Fibroblast activation protein (FAP)

Fibroblast activation protein (FAP), also known as seprase, is a post-prolyl proteolytic enzyme with both endopeptidase and dipeptidyl peptidase activity. FAP is typically highly expressed in 90% of all epithelial tumors, whereas it’s expression is low to undetectable in most normal adult tissues.¹

Recently, it has been suggested that FAP plays an important role in the induction of  immunosuppression in the tumor microenvironment.^{2, 3} Moreover, it has been suggested that FAP⁺ cancer-associated fibroblasts (FAP+CAFs) are responsible for resistance to immune checkpoint inhibitors (anti-PD1 and anti-CTLA4 immunotherapy). ³ Given the results, FAP can be a very interesting predictive biomarker for immunotherapy resistance. Nevertheless, the exact function of FAP in immunosuppression remains largely unknown.

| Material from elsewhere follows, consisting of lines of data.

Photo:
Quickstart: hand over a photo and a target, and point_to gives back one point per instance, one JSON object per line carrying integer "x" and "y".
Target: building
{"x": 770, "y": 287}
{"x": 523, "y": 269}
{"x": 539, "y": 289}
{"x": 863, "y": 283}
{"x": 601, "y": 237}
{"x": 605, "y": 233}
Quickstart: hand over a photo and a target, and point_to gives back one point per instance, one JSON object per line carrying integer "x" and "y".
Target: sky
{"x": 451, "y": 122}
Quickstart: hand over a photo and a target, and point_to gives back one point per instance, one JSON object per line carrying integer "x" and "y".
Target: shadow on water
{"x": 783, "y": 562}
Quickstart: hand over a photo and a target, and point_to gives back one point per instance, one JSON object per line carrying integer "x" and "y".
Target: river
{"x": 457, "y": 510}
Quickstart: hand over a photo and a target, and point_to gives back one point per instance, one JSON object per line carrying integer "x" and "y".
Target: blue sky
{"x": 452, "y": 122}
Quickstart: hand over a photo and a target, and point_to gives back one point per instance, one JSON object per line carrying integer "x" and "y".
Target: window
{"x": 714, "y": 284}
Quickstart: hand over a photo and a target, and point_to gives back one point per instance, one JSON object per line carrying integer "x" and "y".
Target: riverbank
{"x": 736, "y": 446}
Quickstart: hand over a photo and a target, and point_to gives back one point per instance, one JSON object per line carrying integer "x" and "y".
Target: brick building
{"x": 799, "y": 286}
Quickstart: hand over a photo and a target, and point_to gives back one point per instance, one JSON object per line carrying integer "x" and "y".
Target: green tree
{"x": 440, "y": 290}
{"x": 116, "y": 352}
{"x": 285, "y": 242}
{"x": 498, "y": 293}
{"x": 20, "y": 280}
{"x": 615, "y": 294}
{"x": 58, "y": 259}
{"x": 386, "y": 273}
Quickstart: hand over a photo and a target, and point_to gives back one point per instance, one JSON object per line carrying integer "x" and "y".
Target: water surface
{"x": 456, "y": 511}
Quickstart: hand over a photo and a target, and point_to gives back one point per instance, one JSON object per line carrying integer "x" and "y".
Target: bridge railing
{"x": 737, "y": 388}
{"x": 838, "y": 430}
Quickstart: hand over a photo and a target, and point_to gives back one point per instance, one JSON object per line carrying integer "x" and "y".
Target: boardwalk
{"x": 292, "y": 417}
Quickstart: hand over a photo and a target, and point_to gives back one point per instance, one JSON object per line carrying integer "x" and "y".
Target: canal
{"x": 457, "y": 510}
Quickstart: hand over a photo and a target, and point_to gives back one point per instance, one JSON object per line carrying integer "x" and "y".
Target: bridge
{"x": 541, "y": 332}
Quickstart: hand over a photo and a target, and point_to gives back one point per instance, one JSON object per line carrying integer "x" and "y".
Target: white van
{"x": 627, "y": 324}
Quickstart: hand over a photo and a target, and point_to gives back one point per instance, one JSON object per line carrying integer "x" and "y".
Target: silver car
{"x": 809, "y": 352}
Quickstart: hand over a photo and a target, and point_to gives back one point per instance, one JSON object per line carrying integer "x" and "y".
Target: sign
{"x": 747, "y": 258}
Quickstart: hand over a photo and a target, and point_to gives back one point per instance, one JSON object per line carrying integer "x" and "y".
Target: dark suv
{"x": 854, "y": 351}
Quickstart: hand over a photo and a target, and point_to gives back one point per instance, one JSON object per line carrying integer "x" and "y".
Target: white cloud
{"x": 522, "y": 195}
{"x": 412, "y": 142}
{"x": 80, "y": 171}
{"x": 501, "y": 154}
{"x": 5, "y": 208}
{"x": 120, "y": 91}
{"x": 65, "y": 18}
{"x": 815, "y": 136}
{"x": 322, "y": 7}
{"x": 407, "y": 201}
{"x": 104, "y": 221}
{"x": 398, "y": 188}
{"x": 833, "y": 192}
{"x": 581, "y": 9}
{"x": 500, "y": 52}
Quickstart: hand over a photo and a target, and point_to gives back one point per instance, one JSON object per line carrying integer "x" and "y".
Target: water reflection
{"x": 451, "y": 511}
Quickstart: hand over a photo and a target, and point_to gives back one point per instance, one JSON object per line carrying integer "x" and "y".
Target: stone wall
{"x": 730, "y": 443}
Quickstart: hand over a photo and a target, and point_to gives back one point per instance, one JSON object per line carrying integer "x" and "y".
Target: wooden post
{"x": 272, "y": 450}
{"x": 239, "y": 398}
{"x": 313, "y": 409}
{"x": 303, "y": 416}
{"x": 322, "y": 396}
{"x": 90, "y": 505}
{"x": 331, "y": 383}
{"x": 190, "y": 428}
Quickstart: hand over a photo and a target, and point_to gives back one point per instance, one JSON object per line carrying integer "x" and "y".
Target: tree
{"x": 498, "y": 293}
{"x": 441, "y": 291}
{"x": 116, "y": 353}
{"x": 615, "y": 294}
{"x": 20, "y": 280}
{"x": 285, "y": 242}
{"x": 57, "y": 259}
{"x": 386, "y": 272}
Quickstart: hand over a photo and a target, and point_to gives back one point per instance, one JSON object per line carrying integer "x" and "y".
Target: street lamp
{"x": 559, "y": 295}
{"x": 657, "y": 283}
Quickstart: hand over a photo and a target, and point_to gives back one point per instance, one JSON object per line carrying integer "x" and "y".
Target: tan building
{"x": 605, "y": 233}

Currently, our research focusses on the development and validation of different tools (e.g. nanobodies, activity assays, activity-based probes) to study FAP as a predictive biomarker in different matrices (blood, urine, histological sections of tumors,…). These tools can be exploited to investigate the applicability of FAP as a predictive biomarker in immunotherapy resistance.

Secondly, we aim to unravel the function of FAP’s proteolytic activity in the tumor microenvironment. Hence, we try to search for new natural cancer-related FAP substrates in a cell-culture environment.

Researchers of the laboratory of Medical Biochemistry contributed to earlier research on fibroblast activation protein. Recently, our research group developed and validated a new FAP activity assay that can measure FAP’s activity in plasma samples, with selectivity towards the related serine proteases, including prolyl oligopeptidase (PREP).⁴ Moreover, an in-situ assay was developed to detect in situ FAP activity in FAP-expressing cells. ⁵ Our group is also specialized in testing newly synthetized compounds against FAP for their affinity and selectivity.

Literature

• ^[1] Brennen, W. N., Isaacs, J. T., and Denmeade, S. R. (2012) Rationale behind targeting fibroblast activation protein-expressing carcinoma-associated fibroblasts as a novel chemotherapeutic strategy, Molecular cancer therapeutics 11, 257-266.
• ^[2] Chen, L., Qiu, X., Wang, X., and He, J. (2017) FAP positive fibroblasts induce immune checkpoint blockade resistance in colorectal cancer via promoting immunosuppression, Biochemical and biophysical research communications 487, 8-14.
• ^[3] Feig, C., Jones, J. O., Kraman, M., Wells, R. J., Deonarine, A., Chan, D. S., Connell, C. M., Roberts, E. W., Zhao, Q., Caballero, O. L., Teichmann, S. A., Janowitz, T., Jodrell, D. I., Tuveson, D. A., and Fearon, D. T. (2013) Targeting CXCL12 from FAP-expressing carcinoma-associated fibroblasts synergizes with anti-PD-L1 immunotherapy in pancreatic cancer, Proceedings of the National Academy of Sciences of the United States of America 110, 20212-20217.
• ^[4] Bracke, A., Van Elzen, R., Van Der Veken, P., Augustyns, K., De Meester, I., and Lambeir, A. M. (2019) The development and validation of a combined kinetic fluorometric activity assay for fibroblast activation protein alpha and prolyl oligopeptidase in plasma, Clinica chimica acta; international journal of clinical chemistry 495, 154-160.
• ^[5] De Decker, A., Vliegen, G., Van Rompaey, D., Peeraer, A., Bracke, A., Verckist, L., Jansen, K., Geiss-Friedlander, R., Augustyns, K., De Winter, H., De Meester, I., Lambeir, A. M., and Van der Veken, P. (2019) Novel Small Molecule-Derived, Highly Selective Substrates for Fibroblast Activation Protein (FAP), ACS medicinal chemistry letters 10, 1173-1179.